Licences are often taken away for the right reasons. I understand why they are taken away, but I do not think that we explain particularly well either the rationale for that or the likelihood of the situation changing. As I have said, the Government will produce new proposals in October. We want there to be an open, clean discussion in which things are explained. We want people to be told, “This is where we need you to be to get your licence back. You can’t have your licence back at the moment because you haven’t reached that point.” However, there is a link between visual impairment and diabetes, so in some circumstances people would be unlikely to get their licence back. My father-in-law is now registered blind, because of his diabetes. It was not treated early enough; he admits that that was his fault and nobody else’s. As a result, he will never get his licence back. We need to be honest with people, which is where natural justice and fairness come in.

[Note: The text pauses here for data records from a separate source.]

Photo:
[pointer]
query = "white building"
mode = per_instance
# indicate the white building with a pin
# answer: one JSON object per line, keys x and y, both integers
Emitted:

I hope that I have been open and honest. We are proceeding as fast as we can. The representative groups for the other two medical conditions will criticise us for not moving as fast on those conditions as I have just announced that we are on diabetes. That is simply because I do not yet have the evidence base behind me to be confident enough from a road safety point of view—I am thinking of the driver as well as their loved ones and other road users—to move forward. As soon as I can move on the other categories as part of the review and the consultation, I will do so, but I hope that in October Mr Campbell will have some control over his future income and his life.